Nous rappelons également que le maire de Fort-de-France, à l'instar des autres maires, n'a de sommation ni d'injonction à recevoir de quiconque. Élu démocratiquement, il est le représentant du peuple foyalais.

Communiqué du PPM. Le 28 juillet 2020.

 

Communiqué "Pa Menyen Césaire"


Une situation "explosive" 


Le Martiniquais Emmanuel Argo ,fondateur du CGC de l’encadrement début des années 80, décrit une situation explosive en Outre-mer dans un article publié par le blog Médiapart. 
 

De plus en plus informés, les peuples refusent de subir les excès d’une mondialisation sauvage qui remet en question les valeurs démocratiques et engendre de nouvelles dictatures populaires.

Emmanuel Argo. Blog Mediapart du 30 juillet 2020.
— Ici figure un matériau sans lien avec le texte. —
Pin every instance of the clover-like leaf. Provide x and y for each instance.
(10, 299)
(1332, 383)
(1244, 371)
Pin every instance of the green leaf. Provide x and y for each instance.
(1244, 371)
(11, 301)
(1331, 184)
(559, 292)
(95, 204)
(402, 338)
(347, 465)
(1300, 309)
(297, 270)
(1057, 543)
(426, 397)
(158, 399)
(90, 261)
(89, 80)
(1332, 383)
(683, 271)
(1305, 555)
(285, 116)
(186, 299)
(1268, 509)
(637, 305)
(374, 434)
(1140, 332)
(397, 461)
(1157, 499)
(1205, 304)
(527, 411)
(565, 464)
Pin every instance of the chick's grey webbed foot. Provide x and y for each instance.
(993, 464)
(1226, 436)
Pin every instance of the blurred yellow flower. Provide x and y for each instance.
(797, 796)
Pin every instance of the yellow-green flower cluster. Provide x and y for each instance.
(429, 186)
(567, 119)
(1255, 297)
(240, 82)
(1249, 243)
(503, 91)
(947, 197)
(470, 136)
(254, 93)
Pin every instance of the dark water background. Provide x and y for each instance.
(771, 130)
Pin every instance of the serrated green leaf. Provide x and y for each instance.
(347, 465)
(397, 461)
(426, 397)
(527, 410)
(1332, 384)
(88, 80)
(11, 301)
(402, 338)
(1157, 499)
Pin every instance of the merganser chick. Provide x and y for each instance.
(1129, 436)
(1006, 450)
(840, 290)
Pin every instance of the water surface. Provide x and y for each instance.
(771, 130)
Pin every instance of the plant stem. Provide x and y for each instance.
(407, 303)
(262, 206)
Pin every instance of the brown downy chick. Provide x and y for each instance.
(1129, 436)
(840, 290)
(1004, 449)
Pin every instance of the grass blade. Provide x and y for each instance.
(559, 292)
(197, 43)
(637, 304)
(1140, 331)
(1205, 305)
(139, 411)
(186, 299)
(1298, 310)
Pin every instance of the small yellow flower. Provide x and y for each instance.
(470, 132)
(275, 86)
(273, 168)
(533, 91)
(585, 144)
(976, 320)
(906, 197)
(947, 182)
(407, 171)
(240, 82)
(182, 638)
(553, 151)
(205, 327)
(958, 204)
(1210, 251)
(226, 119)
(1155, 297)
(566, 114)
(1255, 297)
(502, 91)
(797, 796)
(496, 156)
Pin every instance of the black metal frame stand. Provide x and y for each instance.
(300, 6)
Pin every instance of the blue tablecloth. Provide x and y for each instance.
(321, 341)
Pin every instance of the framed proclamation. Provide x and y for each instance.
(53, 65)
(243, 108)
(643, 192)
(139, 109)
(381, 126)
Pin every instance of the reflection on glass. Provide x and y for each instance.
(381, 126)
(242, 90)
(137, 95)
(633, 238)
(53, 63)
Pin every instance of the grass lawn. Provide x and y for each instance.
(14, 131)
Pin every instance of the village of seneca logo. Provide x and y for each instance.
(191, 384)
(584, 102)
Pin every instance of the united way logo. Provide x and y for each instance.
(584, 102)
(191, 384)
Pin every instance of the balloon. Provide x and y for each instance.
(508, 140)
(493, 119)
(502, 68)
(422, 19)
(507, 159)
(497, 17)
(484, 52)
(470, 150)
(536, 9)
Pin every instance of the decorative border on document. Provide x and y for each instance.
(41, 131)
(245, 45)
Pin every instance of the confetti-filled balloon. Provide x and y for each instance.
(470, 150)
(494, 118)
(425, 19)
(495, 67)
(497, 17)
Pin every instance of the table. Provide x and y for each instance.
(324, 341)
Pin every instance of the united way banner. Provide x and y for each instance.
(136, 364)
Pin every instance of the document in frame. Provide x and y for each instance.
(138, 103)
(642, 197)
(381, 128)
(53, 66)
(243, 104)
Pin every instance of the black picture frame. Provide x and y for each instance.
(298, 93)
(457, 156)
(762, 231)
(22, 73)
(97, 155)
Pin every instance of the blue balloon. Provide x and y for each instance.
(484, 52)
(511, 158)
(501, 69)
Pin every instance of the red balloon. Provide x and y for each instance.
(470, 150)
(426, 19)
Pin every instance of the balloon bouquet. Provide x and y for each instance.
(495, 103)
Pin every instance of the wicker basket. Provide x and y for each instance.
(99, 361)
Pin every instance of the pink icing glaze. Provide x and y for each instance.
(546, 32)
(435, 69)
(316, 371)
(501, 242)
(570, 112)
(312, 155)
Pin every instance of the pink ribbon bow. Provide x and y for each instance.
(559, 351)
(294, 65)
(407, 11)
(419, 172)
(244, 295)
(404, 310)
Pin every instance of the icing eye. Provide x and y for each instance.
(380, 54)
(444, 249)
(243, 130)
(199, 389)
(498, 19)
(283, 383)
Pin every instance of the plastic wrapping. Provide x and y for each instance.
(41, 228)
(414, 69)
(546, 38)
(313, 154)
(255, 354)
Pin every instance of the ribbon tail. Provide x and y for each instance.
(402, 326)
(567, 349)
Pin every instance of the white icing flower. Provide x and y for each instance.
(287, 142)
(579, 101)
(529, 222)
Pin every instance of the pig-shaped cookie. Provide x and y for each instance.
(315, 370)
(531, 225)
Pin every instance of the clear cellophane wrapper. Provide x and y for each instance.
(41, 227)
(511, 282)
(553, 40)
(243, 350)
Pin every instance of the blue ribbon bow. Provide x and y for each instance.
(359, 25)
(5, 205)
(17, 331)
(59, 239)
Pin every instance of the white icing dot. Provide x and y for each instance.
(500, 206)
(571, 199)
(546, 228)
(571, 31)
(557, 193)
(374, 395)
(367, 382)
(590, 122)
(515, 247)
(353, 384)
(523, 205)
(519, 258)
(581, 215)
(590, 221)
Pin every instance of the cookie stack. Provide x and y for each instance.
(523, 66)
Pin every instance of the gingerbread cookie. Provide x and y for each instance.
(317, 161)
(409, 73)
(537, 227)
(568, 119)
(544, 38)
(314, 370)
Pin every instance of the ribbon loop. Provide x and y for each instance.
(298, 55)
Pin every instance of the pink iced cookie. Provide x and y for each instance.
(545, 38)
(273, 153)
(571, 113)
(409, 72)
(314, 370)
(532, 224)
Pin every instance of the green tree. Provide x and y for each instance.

Il dénonce le fait que si "l'esclavage a pris fin dans les textes, il en va autrement dans les faits et les esprits".
 

La place des populations noires et de couleur, que ce soit dans la société, dans l’entreprise ou dans l’espace public, reste celle de la soumission, sans réel dialogue, à un ordre préétabli et d’un autre temps ; la question est d’autant préoccupante qu’elle pourrait dégénérer en violences urbaines. Cette question doit être réglée rapidement, sans toutefois dans l’urgence comme à l’accoutumée, par les représentants de la société civile de toutes origines, y compris descendants de colons et des élus.

Emmanuel Argo.



Á la Martinique, Emmanuel Argo a donc créé et présidé le syndicat CFE-CGC de l’encadrement début des années 80 en revendiquant l’antillanisation de l’encadrement public et privé. Á ce titre, a été nommé expert au Comité Économique et Social Européen à Bruxelles.
En France, il est conseiller municipal élu dans le Loir- et-Cher ainsi que membre de la commission du Développement Économique d’une Communauté de Communes de la même région.